CHINA MOBILE (HONG KONG) LIMITED
(Incorporated in Hong Kong with limited liability under the Companies Ordinance)
(Stock code: 941)
PROPOSED CHANGE OF COMPANY NAME
The Board proposes to change the name of the Company from China Mobile (Hong Kong) Limited to China Mobile Limited . The change of name of the Company shall become effective after the approval by the shareholders by way of a special resolution at the annual general meeting of the Company to be convened on Thursday, 18 May 2006 and the issuance of a Certificate of Incorporation on Change of Name by the Registrar of Companies in Hong Kong. The logo and the stock trading name currently employed by the Company will remain unchanged.
A circular containing further details of the proposed change of name of the Company will be despatched to the shareholders together with the 2005 Annual Report of the Company, which contains the notice of the annual general meeting of the Company to be convened on Thursday, 18 May 2006. A further announcement will be made once the change of name becomes effective.

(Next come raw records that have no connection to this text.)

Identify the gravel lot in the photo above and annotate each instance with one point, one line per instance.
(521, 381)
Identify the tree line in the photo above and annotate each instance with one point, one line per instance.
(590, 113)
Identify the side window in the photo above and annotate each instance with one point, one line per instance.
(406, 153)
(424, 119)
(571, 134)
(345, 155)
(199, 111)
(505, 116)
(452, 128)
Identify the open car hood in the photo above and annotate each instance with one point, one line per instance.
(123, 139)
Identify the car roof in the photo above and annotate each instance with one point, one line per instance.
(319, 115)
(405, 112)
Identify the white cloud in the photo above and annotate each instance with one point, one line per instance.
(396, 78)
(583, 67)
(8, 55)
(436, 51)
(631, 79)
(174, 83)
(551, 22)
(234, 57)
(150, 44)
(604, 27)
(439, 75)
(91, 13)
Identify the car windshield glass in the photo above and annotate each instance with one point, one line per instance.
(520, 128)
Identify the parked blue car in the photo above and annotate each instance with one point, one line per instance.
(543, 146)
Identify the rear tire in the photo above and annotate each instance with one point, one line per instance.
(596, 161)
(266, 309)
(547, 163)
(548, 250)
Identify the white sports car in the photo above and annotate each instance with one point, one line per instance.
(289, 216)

PROPOSED CHANGE OF COMPANY NAME
The board of directors (the Board) of China Mobile (Hong Kong) Limited (the Company) proposes to change the name of the Company from China Mobile (Hong Kong) Limited to China Mobile Limited . The change of name of the Company shall become effective after the approval by the shareholders by way of a special resolution at the annual general meeting of the Company to be convened on Thursday, 18 May 2006 and the issuance of a Certificate of Incorporation on Change of Name by the Registrar of Companies in Hong Kong. The logo and the stock trading name currently employed by the Company will remain unchanged.
REASONS FOR THE CHANGE OF NAME
In 2004, the Company completed the acquisition of the mobile telecommunications companies in ten provinces (autonomous regions) and other telecommunications assets in Mainland China, thereby becoming the first overseas-listed PRC telecommunications company operating in all thirty-one provinces (autonomous regions and directly-administered municipalities) in Mainland China. The current name of the Company does not fully reflect the fact that the Companys businesses are principally operated in thirty-one provinces, autonomous regions and municipalities in Mainland China. In addition, the Company has been listed in Hong Kong for years. The market is familiar with the Company and it is not necessary to emphasise the place of incorporation of the Company. The Board believes that the new company name will more appropriately reflect the existing core objectives of the Company and the focus and direction of its future business development.
SHARE CERTIFICATES
The share certificates bearing the Companys existing name will continue to be evidence of title and valid for trading, settlement and registration purposes. There will not be any arrangements for free exchange of existing share certificates for new share certificates under the new name. After the change of name has become effective, new share certificates of the Company will be issued in the new name of the Company. A further announcement will be made once the change of name becomes effective.
GENERAL
A circular containing further details of the proposed change of name of the Company will be despatched to the shareholders together with the 2005 Annual Report of the Company, which contains the notice of the annual general meeting of the Company to be convened on Thursday, 18 May 2006.
By Order of the Board China Mobile (Hong Kong) Limited Wong Wai Lan, Grace Company Secretary |
Hong Kong, 16 March 2006
As at the date of this announcement, the Board of Directors of the Company consists of Mr. Wang Jianzhou, Mr. Li Yue, Mr. Lu Xiangdong, Mr. Xue Taohai, Mr. Zhang Chenshuang, Mr. Sha Yuejia, Mr. Liu Aili, Madam Xin Fanfei and Mr. Xu Long as executive directors, Dr. Lo Ka Shui, Mr. Frank Wong Kwong Shing and Mr. Moses Cheng Mo Chi as independent non-executive directors and Sir Julian Michael Horn-Smith as a non-executive director.